Further, lab directors interested in highly multiplexed systems may not be interested in replacing their smaller molecular diagnostic systems with larger, high-volume systems that don't provided the same level of multiplexing, Piper Jaffrey analyst William Quirk said in an interview.

Given that most hospital labs at present are under market pressure due to the Protecting Access to Medicare Act of 2014 (PAMA), labs are more likely than in the past to add highly multiplexed testing to their menus that enables them to capture incremental gains in margin and provider broader pathogen coverage for their customers, he said.

At the same time, "there are certain economic benefits to consolidating those higher volume tests under a single platform, and certainly that's been the strategy of Roche and Hologic, two of the companies that were earlier [than Abbott] in offering fully automated high-throughput systems to the market," Quirk said.

In the molecular testing space, the Alinity m's impact on competitors' market share is likely to be seen in the "long term" and will probably begin to materialize in 2020, Evercore ISI analyst Vijay Kumar told 360Dx. It's been more than a decade since the firm received CE marking for the M2000 automated molecular batch processing platform, the predecessor to the Alinity m. That could leave Abbott at a "significant disadvantage" to peers in markets for high-volume molecular testing, Kumar wrote in a recent research note.

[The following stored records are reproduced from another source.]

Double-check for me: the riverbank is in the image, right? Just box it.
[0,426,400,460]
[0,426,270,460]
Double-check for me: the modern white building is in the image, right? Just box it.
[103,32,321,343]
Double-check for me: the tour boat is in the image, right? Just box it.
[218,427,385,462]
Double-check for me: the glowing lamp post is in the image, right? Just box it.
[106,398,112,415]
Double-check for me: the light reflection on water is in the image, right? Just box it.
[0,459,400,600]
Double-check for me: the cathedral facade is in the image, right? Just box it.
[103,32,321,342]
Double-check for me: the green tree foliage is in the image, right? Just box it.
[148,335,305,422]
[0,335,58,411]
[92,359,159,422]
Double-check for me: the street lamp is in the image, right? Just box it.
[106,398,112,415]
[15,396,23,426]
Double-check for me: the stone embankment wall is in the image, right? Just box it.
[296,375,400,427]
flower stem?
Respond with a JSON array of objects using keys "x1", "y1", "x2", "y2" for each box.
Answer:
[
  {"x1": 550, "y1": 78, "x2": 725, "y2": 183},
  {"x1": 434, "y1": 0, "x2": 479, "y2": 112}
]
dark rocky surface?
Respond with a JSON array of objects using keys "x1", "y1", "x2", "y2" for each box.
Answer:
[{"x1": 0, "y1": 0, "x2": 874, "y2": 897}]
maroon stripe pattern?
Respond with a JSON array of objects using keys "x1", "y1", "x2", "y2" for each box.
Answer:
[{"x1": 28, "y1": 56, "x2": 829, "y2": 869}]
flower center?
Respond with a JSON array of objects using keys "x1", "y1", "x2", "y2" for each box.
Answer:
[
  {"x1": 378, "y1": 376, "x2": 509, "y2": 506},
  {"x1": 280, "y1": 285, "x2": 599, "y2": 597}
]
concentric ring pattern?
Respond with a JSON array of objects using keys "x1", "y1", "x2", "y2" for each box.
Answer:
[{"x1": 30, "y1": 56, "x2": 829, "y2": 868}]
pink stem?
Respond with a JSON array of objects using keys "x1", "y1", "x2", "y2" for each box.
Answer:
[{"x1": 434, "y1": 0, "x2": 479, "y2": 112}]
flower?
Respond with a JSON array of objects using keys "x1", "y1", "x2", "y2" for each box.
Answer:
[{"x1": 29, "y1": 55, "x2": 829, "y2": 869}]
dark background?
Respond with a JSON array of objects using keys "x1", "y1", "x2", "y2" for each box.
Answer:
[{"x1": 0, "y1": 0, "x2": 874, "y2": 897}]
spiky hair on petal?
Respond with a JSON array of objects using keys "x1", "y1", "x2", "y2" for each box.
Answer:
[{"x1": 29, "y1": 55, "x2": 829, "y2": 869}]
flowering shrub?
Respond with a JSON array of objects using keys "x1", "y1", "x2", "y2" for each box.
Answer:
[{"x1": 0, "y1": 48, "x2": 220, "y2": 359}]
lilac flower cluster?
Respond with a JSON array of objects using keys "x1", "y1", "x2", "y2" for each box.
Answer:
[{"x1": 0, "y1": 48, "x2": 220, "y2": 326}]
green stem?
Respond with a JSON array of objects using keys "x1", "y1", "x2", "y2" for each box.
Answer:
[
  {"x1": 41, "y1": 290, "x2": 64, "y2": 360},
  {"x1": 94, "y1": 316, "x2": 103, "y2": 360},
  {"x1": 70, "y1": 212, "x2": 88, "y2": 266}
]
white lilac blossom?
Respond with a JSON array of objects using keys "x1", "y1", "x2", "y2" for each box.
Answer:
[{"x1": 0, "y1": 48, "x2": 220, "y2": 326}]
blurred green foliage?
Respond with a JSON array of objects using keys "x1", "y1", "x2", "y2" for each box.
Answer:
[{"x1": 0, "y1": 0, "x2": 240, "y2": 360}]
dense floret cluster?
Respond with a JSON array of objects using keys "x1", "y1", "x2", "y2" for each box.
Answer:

Nonetheless, the Alinity m's small footprint in an era of "labs complaining about space" is a "clear advantage," he said. Many of the initial CE-related approvals on the platform are focused on virology, and therefore, the Alinity is probably going to "take on Roche's Cobas," he wrote.

Other competitors in its sights include Hologic, which offers the Panther and Panther Fusion MDx systems and assays for sexually transmitted diseases and influenza, among other conditions; Qiagen and NeuMoDx, which announced a strategic partnership to offer next-generation systems for fully integrated molecular diagnostic testing with a focus on infectious diseases; and Becton Dickinson, which provides the Viper automated molecular system for detecting sexually transmitted diseases.

Roche got the FDA nod for its Cobas 6800 and Cobas 8800 molecular diagnostic platforms and associated hepatitis B and hepatitis C viral load assays in October 2015, and the firm has continued to receive clearances for assays on its system.

For example, a year ago, Roche received clearance for its Cobas CT/NG assay for use on its Cobas 6800 and 8800 systems. The assay and systems have been cleared to directly detect the DNA of Chlamydia trachomatis (CT) and/or Neisseria gonorrhoeae (NG) in symptomatic and asymptomatic individuals.

Both Abbott and Roche have reason to hope their high-throughput molecular systems will drive growth. Roche reported flat sales for its diagnostics division in the first quarter of 2019, driven by decreased sales in the centralized and point-of-care business and diabetes care business that were partially offset by strong growth in its MDx business.

Abbott's molecular diagnostics business has been growing at a pace below that of a peer group that includes Qiagen, Hologic, and Roche, and "we think Alinity m could accelerate this growth," Kumar wrote.